- Genre: Reality television
- Starring: Gabby Douglas; Natalie Hawkins; Arielle Hawkins;
- Country of origin: United States
- Original language: English
- No. of seasons: 1
- No. of episodes: 6

Production
- Executive producers: Wilmer Valderrama; Jessica Acevedo; Gabby Douglas; Natalie Hawkins;
- Production companies: WV Enterprises Lionsgate Television

Original release
- Network: Oxygen
- Release: May 25 – June 29, 2016

= Douglas Family Gold =

2016 American reality TV series

Douglas Family Gold is a reality television series for Oxygen. The show, which follows the life of 2012 Olympic all-around gymnastics champion Gabby Douglas and her family, premiered on May 25, 2016.

== Development ==
In March 2015, plans were released about the idea of the show; production and release dates were unclear though. However, on March 8, 2016 – following her win at the 2016 AT&T American Cup – it was revealed the show was set to broadcast on Wednesday, May 25, 2016, at 10/9c.

Rod Aissa, Executive Vice President of Programming at Oxygen, described the show's premise as "The series provides an inside look at an inspirational family who doesn’t let any obstacles stand in their way, and when dreams are on the line 'Team Douglas' comes together and outshines the competition".

== Cast ==
- Gabby Douglas
- Natalie Hawkins
- Arielle Hawkins
- Joyelle Douglas
- Johnathan Douglas
- Carolyn Ford

== Episodes ==

| No. | Title | Original release date | Prod. code |
| 1 | "The First Hurdle" | May 25, 2016 | 101 |
Gabby is on a journey to defend her title at the 2016 Olympics in Rio.
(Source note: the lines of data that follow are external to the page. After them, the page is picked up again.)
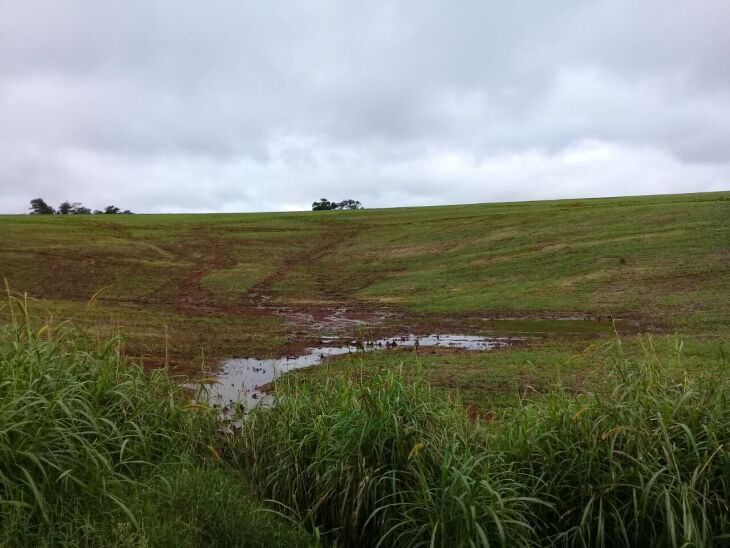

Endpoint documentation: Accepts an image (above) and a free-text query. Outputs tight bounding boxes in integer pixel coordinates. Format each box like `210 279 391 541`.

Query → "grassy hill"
1 191 727 364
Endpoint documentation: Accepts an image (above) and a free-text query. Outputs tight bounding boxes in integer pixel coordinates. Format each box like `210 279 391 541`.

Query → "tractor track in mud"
241 222 398 327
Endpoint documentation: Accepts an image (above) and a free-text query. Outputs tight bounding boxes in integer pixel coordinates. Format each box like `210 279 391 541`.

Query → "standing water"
197 334 514 409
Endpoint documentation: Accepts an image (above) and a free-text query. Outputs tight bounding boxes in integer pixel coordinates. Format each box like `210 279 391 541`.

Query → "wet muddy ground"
191 298 643 411
276 306 394 333
198 333 516 409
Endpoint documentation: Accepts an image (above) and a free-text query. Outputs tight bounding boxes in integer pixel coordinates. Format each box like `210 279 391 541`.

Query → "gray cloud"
0 0 728 213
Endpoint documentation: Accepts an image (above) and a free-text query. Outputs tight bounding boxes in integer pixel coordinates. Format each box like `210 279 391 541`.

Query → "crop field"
1 190 729 546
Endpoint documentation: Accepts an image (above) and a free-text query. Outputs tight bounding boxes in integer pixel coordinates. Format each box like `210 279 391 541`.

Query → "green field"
1 191 727 398
1 191 730 546
3 192 729 337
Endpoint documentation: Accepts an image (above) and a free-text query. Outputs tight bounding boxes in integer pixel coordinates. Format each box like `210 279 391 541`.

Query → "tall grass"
228 365 541 546
494 339 730 547
0 294 311 546
230 341 730 547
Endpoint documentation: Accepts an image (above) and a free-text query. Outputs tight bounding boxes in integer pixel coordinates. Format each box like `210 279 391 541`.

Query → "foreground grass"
230 338 730 547
3 295 730 546
0 297 311 547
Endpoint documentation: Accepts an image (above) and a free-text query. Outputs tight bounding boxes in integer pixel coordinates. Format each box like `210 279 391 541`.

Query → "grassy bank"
288 335 728 410
0 296 311 547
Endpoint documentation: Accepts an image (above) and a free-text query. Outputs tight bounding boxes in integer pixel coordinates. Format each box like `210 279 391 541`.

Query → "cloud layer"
1 1 728 213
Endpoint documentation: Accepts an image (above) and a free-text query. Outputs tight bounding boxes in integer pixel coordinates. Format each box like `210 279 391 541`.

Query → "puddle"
196 334 515 410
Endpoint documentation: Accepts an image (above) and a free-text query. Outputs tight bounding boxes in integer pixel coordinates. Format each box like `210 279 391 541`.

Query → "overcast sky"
1 1 728 213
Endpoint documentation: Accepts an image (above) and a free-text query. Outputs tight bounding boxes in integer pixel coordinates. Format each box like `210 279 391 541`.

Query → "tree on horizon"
28 198 55 215
28 199 132 215
312 198 363 211
58 201 91 215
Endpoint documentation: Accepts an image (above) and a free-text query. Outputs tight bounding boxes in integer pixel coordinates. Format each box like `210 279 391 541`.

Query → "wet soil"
191 290 648 410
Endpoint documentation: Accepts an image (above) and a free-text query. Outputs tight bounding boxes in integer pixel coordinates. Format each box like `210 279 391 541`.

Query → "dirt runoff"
274 306 394 333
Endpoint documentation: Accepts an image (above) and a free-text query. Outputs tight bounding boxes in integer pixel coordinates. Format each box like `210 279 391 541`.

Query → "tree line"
311 198 363 211
29 196 361 214
29 198 132 215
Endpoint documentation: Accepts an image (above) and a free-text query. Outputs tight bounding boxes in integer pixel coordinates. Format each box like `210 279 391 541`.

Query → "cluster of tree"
29 198 132 215
311 198 363 211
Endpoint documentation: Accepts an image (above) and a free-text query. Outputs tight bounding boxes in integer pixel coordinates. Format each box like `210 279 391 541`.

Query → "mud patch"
279 307 393 332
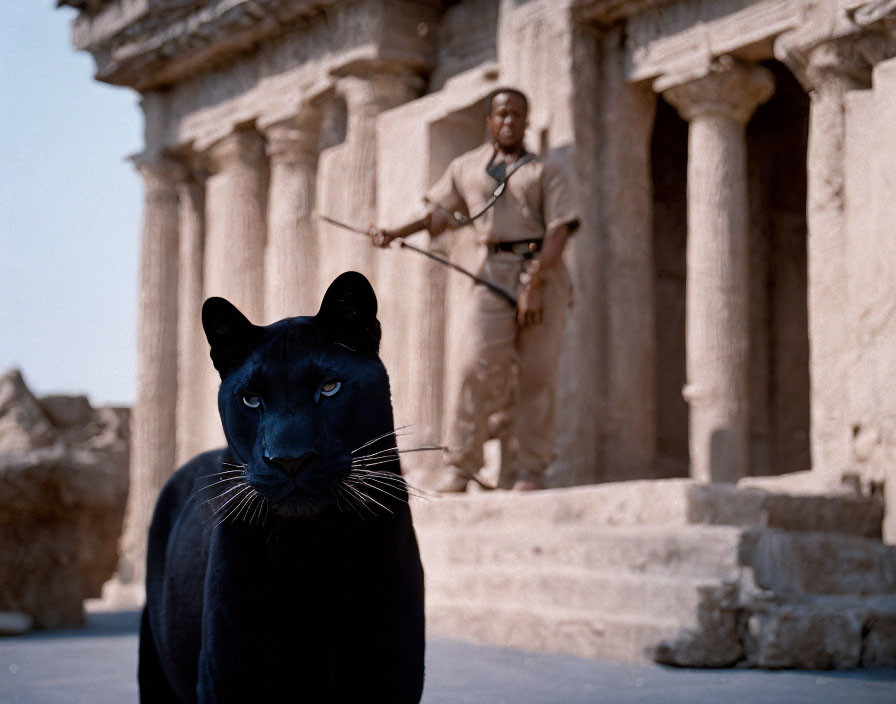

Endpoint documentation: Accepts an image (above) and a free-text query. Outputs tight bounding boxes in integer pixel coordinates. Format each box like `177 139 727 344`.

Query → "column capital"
661 57 775 125
206 128 266 173
132 153 188 194
337 71 424 119
778 34 878 95
263 121 319 165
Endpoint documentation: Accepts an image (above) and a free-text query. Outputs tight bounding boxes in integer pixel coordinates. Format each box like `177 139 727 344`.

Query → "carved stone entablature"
571 0 676 26
574 0 896 85
774 0 896 90
61 0 441 92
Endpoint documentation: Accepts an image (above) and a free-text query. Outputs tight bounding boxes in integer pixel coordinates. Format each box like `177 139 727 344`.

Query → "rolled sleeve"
542 157 580 234
423 159 468 220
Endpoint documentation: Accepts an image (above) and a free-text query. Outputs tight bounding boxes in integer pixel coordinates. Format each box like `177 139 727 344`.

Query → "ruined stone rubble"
0 369 129 630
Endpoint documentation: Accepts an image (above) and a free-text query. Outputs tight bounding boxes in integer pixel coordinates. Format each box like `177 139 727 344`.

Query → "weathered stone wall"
844 55 896 541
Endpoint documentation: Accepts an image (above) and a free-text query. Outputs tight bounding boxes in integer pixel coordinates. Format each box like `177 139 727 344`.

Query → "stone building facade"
62 0 896 660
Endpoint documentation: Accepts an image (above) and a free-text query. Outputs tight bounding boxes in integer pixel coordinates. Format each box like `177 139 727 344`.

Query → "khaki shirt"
423 142 579 244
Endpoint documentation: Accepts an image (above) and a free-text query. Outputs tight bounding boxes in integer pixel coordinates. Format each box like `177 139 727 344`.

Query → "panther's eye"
242 394 261 409
320 381 341 398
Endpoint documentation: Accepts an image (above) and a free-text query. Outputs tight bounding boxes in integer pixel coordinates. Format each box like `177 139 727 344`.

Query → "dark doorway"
746 59 811 476
651 96 689 478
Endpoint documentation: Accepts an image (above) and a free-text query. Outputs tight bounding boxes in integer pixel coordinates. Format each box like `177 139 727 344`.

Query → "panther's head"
201 272 401 519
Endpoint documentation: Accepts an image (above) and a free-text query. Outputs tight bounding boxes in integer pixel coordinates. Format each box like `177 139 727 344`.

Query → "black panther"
138 272 425 703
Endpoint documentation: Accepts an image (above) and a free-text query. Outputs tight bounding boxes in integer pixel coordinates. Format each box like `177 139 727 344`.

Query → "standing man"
369 87 579 491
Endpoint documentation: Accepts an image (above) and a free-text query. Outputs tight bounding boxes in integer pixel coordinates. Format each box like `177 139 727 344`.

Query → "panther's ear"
202 297 263 378
316 272 381 356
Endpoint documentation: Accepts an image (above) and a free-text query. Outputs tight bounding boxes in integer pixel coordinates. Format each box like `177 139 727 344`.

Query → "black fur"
139 272 425 703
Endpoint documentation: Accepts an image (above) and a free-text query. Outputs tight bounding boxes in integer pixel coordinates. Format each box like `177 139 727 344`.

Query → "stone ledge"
426 563 728 624
426 598 685 663
416 523 745 577
411 479 884 537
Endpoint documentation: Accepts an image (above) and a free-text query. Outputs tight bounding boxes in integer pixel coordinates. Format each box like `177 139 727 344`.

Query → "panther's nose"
269 452 316 477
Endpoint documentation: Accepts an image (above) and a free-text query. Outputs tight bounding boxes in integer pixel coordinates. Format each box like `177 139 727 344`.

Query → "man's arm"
368 206 454 247
517 222 573 326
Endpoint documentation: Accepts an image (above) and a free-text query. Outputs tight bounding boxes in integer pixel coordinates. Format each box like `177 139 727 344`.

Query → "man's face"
486 93 528 151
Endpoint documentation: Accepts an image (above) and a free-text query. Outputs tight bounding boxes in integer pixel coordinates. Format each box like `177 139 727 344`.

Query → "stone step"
424 564 732 624
743 529 896 597
426 597 690 664
416 523 896 597
739 594 896 669
410 479 882 537
416 523 745 579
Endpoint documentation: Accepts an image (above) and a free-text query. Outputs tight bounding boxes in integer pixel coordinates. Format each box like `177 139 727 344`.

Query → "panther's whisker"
345 482 394 514
350 470 433 501
221 462 248 469
354 445 445 462
351 456 406 469
340 482 378 516
336 485 365 518
217 488 256 528
350 425 415 455
190 475 245 502
242 491 262 525
348 471 427 499
218 487 253 522
201 472 248 484
351 447 400 461
254 495 268 527
349 470 409 487
350 471 425 496
248 494 263 525
343 481 391 514
346 477 410 505
201 481 248 506
208 485 252 521
234 490 257 524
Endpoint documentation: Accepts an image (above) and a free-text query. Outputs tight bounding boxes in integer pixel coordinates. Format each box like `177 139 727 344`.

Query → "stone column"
662 58 774 483
198 128 267 450
263 120 320 322
175 169 206 466
204 128 268 319
317 72 422 291
789 39 871 484
118 154 184 587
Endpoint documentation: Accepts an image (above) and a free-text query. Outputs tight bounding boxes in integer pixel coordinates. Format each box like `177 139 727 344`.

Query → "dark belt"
491 238 543 258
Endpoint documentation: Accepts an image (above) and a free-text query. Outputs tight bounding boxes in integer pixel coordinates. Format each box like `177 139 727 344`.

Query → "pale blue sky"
1 2 143 405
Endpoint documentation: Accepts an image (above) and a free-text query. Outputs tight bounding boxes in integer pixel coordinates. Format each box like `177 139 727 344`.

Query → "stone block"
654 583 743 667
742 530 896 597
862 613 896 667
0 369 129 629
742 604 865 669
0 611 33 636
689 483 884 537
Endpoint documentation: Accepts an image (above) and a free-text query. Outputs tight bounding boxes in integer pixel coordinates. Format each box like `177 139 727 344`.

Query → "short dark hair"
487 87 529 116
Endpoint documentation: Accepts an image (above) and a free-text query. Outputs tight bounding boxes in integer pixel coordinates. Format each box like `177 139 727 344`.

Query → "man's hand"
517 282 544 326
368 227 394 248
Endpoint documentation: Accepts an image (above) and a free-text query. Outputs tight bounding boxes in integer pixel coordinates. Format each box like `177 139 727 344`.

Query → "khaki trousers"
443 251 570 482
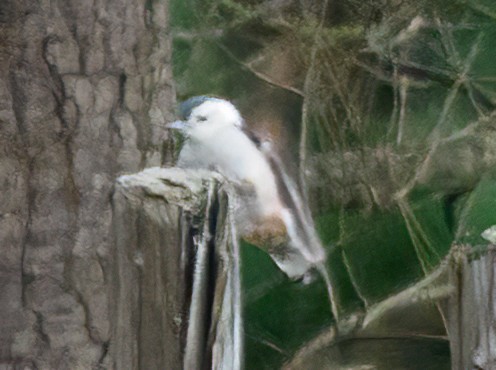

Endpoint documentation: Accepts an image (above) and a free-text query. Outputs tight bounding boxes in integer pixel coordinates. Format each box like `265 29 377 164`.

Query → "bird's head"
167 96 243 135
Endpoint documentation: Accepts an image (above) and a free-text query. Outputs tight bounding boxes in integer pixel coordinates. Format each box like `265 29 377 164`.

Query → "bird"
167 96 326 280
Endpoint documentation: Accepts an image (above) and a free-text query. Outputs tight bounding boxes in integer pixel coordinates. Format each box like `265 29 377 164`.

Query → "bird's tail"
263 148 340 320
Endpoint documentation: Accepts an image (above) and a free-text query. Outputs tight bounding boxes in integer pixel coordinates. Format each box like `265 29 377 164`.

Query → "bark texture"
112 168 208 370
0 0 174 368
112 168 242 370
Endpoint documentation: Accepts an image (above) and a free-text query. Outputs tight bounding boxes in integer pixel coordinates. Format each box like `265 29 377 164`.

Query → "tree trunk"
0 0 174 368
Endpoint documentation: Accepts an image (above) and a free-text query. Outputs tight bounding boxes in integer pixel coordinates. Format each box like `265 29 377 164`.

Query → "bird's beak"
166 120 188 131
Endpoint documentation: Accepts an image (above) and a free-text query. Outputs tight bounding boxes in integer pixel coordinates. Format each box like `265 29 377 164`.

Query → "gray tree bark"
0 0 174 368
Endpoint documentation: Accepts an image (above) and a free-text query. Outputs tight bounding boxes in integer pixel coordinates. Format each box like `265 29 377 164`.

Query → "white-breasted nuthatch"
168 96 326 280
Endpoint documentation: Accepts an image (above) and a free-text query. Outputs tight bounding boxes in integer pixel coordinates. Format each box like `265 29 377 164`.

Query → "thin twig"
396 76 409 145
173 29 224 41
299 0 330 194
388 65 399 140
215 42 304 97
324 59 355 126
394 33 483 197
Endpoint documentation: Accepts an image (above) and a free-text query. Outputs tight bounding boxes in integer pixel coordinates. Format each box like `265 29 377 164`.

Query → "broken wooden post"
446 245 496 370
110 167 242 370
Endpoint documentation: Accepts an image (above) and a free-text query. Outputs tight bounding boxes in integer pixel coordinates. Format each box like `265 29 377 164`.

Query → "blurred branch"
173 29 225 41
299 0 330 192
390 31 483 199
215 42 304 97
463 1 496 20
396 76 409 145
285 256 453 369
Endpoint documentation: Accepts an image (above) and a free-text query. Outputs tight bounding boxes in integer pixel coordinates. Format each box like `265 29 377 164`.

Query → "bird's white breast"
178 125 282 216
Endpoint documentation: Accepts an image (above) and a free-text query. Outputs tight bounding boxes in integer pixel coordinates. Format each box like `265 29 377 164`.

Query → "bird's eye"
197 116 207 122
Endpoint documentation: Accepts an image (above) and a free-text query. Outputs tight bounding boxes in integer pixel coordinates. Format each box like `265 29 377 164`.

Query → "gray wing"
240 125 263 149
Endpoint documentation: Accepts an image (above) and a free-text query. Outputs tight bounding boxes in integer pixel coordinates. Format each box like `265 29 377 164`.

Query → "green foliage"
339 208 424 303
170 0 197 28
241 242 333 369
171 0 496 367
456 174 496 244
174 39 251 98
317 212 365 313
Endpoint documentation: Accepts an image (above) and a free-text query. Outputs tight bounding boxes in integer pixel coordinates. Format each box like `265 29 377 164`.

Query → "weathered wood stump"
111 167 242 370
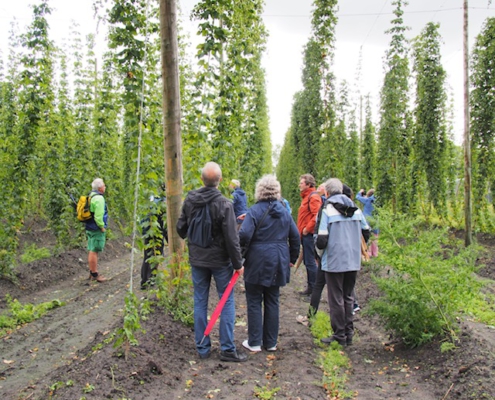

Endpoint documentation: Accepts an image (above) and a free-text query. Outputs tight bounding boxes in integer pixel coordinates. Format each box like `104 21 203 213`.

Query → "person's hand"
238 213 246 221
289 263 294 268
101 227 106 232
236 266 244 276
302 227 308 236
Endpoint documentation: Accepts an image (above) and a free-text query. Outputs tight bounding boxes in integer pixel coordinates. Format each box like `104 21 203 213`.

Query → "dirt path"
0 250 137 397
1 240 494 399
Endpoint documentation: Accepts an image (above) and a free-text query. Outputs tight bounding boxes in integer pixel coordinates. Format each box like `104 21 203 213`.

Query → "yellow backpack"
76 194 93 222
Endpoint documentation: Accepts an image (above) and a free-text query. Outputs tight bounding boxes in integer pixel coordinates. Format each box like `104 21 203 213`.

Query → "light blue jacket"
356 193 375 218
316 194 369 273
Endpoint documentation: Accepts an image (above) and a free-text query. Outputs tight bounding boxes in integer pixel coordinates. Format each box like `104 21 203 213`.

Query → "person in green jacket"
85 178 109 282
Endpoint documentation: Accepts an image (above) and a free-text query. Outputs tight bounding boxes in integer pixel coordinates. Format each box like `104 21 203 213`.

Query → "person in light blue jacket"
356 188 378 257
315 178 369 347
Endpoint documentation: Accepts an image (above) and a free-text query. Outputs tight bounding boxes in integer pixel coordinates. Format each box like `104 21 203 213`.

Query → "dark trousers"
140 237 164 288
324 270 357 342
309 264 326 317
245 282 280 349
301 234 317 289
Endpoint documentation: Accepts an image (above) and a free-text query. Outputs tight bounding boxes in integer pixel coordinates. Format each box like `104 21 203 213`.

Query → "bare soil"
1 221 494 400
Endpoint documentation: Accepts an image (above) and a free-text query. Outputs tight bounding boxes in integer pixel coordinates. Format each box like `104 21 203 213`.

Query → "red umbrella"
200 270 240 345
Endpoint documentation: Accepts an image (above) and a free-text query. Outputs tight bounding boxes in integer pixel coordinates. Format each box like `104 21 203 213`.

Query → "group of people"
83 163 378 361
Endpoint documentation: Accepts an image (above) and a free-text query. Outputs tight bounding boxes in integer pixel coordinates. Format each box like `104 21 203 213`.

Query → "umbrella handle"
202 270 240 338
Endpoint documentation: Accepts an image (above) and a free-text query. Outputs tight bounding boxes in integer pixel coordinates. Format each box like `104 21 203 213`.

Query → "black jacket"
176 186 243 270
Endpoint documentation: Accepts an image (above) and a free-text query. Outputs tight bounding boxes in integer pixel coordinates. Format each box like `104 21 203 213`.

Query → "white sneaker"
266 345 277 352
242 339 261 352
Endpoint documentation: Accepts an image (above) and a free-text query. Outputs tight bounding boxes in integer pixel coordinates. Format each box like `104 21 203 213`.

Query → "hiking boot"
90 273 107 282
321 336 346 346
242 340 261 352
298 287 312 296
219 349 248 362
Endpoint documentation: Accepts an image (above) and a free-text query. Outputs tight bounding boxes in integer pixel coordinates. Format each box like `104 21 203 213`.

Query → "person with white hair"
239 175 300 352
315 178 370 346
85 178 108 282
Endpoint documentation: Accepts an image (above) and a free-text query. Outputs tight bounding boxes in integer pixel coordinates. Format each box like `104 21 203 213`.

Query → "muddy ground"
0 221 494 399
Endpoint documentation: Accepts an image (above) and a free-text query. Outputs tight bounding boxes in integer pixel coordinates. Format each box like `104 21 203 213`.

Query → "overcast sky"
1 0 494 147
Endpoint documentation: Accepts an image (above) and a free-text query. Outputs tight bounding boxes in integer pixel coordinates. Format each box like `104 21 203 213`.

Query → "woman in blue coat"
239 175 300 352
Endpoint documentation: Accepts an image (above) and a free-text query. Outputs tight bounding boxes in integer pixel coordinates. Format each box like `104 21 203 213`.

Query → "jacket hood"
188 186 223 206
233 187 246 196
259 200 286 219
328 194 358 217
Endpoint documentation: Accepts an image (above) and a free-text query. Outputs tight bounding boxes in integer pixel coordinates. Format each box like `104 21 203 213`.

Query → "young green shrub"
368 211 482 347
155 254 193 326
114 292 143 360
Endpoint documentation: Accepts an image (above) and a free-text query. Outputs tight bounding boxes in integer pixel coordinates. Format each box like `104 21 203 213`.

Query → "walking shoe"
346 337 353 346
219 349 248 362
352 304 361 315
265 345 277 352
198 351 211 359
89 273 107 282
296 315 309 327
242 340 261 352
298 287 312 296
321 336 346 346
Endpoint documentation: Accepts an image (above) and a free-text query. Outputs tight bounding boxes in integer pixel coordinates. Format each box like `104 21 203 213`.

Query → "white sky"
1 0 494 147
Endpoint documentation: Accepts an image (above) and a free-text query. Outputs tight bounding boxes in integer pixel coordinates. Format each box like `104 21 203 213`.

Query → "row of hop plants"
367 207 495 349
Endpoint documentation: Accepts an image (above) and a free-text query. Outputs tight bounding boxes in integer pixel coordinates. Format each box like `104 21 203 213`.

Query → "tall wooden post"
463 0 472 246
159 0 184 268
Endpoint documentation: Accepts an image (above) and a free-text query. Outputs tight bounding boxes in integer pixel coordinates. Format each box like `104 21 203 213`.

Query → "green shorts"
86 230 106 252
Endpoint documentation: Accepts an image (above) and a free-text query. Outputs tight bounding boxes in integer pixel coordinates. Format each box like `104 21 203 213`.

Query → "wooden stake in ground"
159 0 184 271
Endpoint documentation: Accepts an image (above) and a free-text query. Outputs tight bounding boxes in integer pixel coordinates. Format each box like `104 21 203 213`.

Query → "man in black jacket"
177 162 247 362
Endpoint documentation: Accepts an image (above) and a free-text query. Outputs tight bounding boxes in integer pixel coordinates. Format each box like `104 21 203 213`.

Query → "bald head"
201 162 222 187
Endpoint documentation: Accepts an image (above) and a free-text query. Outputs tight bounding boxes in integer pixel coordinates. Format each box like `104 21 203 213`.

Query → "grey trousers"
324 270 357 342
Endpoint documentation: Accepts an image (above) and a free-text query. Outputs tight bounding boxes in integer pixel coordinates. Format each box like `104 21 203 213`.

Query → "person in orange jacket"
296 174 322 296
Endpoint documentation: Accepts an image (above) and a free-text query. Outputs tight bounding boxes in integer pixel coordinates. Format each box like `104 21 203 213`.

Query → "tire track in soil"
0 252 138 398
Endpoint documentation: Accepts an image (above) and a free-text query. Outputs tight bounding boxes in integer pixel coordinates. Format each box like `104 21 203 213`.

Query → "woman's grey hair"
255 174 281 202
325 178 343 197
92 178 105 191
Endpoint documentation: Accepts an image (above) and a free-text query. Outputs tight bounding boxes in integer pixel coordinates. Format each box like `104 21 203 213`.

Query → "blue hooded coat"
239 200 300 287
232 187 248 222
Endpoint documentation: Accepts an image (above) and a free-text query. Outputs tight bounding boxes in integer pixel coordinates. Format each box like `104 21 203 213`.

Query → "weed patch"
20 243 51 264
310 311 354 399
0 295 64 337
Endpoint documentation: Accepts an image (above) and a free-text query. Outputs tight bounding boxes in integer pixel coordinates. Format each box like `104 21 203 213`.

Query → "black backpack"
187 203 214 248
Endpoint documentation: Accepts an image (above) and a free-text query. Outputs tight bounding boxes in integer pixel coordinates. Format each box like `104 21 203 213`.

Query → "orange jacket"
297 188 322 236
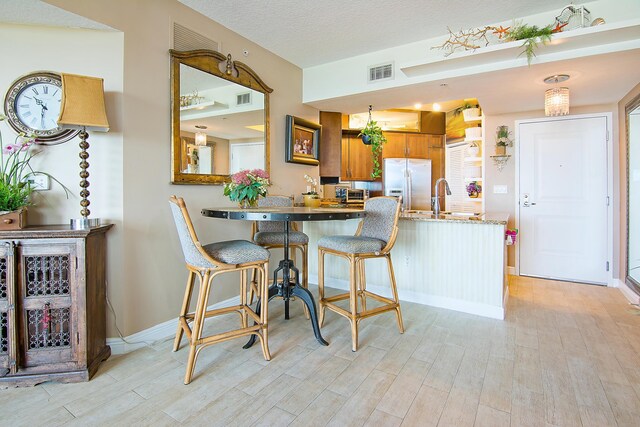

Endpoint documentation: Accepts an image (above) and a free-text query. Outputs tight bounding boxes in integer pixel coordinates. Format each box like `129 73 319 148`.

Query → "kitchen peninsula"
305 211 509 319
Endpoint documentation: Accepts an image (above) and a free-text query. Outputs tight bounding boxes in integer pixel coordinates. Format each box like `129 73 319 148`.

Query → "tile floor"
1 276 640 426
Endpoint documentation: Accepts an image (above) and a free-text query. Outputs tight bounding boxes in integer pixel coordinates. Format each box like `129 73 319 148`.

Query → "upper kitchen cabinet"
341 131 375 181
382 132 443 159
319 111 342 177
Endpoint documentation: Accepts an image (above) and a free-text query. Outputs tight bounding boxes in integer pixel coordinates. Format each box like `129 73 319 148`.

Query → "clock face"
3 72 78 145
15 81 62 132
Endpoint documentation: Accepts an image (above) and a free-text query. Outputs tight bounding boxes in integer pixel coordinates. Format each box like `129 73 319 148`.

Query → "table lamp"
57 73 110 229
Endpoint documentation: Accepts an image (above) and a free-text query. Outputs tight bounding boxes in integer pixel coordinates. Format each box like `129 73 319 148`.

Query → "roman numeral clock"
3 71 79 144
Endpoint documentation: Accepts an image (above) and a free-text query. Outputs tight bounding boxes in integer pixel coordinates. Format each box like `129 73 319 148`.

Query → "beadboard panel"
305 218 507 317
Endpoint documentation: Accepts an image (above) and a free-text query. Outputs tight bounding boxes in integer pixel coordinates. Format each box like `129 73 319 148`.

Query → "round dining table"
201 205 365 347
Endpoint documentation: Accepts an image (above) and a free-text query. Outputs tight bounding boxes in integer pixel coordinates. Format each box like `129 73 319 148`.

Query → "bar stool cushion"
318 235 385 254
254 231 309 245
202 240 270 265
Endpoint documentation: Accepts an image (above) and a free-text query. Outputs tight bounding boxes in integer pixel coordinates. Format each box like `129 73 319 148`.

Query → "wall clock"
3 71 79 145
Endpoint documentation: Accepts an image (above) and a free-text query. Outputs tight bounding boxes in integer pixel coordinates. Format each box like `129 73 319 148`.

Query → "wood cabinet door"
319 112 342 177
429 146 445 192
350 138 375 181
382 133 406 159
17 241 80 370
341 135 351 180
406 134 430 159
428 134 444 148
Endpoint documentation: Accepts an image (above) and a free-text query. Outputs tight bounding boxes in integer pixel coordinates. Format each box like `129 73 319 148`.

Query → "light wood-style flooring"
2 276 640 426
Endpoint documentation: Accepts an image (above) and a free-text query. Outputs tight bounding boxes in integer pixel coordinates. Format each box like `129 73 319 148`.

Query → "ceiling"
0 0 110 30
179 0 573 68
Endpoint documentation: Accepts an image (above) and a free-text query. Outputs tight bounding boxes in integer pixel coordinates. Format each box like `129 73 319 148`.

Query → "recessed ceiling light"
440 83 448 87
432 103 442 111
543 74 570 84
414 103 422 109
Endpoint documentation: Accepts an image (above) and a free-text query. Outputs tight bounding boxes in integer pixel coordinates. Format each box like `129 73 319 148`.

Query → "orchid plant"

Her close-knit family is her support team as she tries to conquer what no American gymnast has ever accomplished. The first hurdle is to make the national team.
| 2 | "Graduation Day" | June 1, 2016 | 102 |
This home-schooled elite gymnast heads to LA for her high school graduation day, but the trip does not go as planned. Also, Gabby made the national team so training intensifies to prep for the next step, making the world team.
| 3 | "A Companion for Gabby" | June 8, 2016 | 103 |
Arie and Joy talk about starting their own business while prepping for a trip to Ohio for a much-needed girls' weekend with Gabby. Gabby has no time to date, so the sisters hatch a plan to get her a different kind of companion.
| 4 | "Last Days of Summer" | June 15, 2016 | 104 |
Gabby’s on the journey to Rio, but before she leaves for the grueling selection camp, her family travels to Ohio with a plan to give Gabby some much needed fun and relaxation. Arie takes steps toward a career in fashion.
| 5 | "World Selection Camp" | June 22, 2016 | 105 |
The family preps to send Gabby off to camp to compete for a spot on the world team. Arie secretly interviews for a job. Gabby vies for a coveted world team spot at the ranch in Texas, and her family anxiously awaits the news in LA.
| 6 | "The World Championships in Scotland" | June 29, 2016 | 106 |
One step closer to Rio, Gabby must face fierce competitors in the finals round in Scotland. Emotions arise outside the arena as Gabby's family struggles to adjust to the next phase of Douglas family life.